I also hope that we promote all of these seven skills in our children, for now and for the future. I wanted to make the book as user-friendly as possible; parents can go straight to my practical suggestions and get started right away.
How did you come up with seven essential life skills?
Everything about this book was a huge challenge. I read about a thousand articles and you know, reading research articles is very intense, so that’s a lot of reading! I didn’t start out planning to write a book. At first I thought this was going to be a TV show where I would bring what researchers have learned directly to parents, so that they could use it.
To come up with these life skills, I interviewed three groups of people: first I asked students, “What skills do you think you need to have?” Next I interviewed some of our most successful men and women about the keys to their success.

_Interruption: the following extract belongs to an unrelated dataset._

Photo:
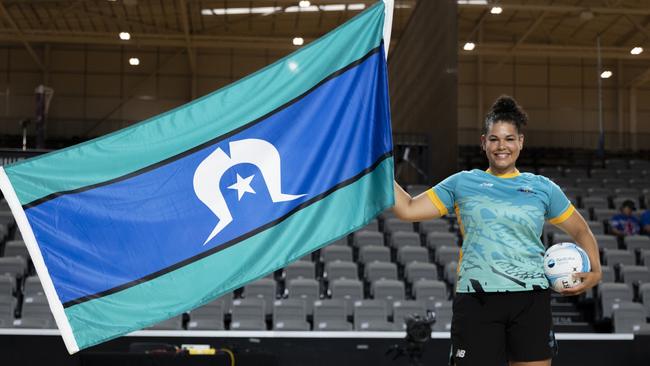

Finally, I spoke to managers at top companies about what they saw as important, and what gaps they were encountering.
It really took eight years of working on this to bring it all together.
I love your structure for each chapter: research, anecdotes, little quizzes, practical suggestions. How did that come about?
The structure evolved as I wrote the book. I start each chapter with something the readers can do, like a question or a quiz, since we all like to focus on ourselves! I also wanted to make the researchers into real people, telling their stories. And those stories are also available on video.
How refreshing to find a parenting book that does not require parents to run out and buy the latest gadget!
Absolutely! No expensive purchase, and no guilt trip. Most parenting books seem to focus on telling parents where they’ve made mistakes, or on making them fret about where they might go wrong. My book helps parents understand children’s development in new ways with hundreds of how-to suggestions, and the ideas are free!
What has surprised you most in writing this book?
I got to look at research across many different disciplines, and the biggest surprise was that there were common themes across all of them. There is so much coming together in the new ideas about learning from many perspectives.
What is the one essential skill that you consider most important?
There isn’t one that more important than the others. We want children to thrive emotionally, cognitively, and socially. These are all pieces of a puzzle that fit together, and all depend on each other; if you don’t make connections, for example, then you can’t communicate. All seven essential life skills are equally important.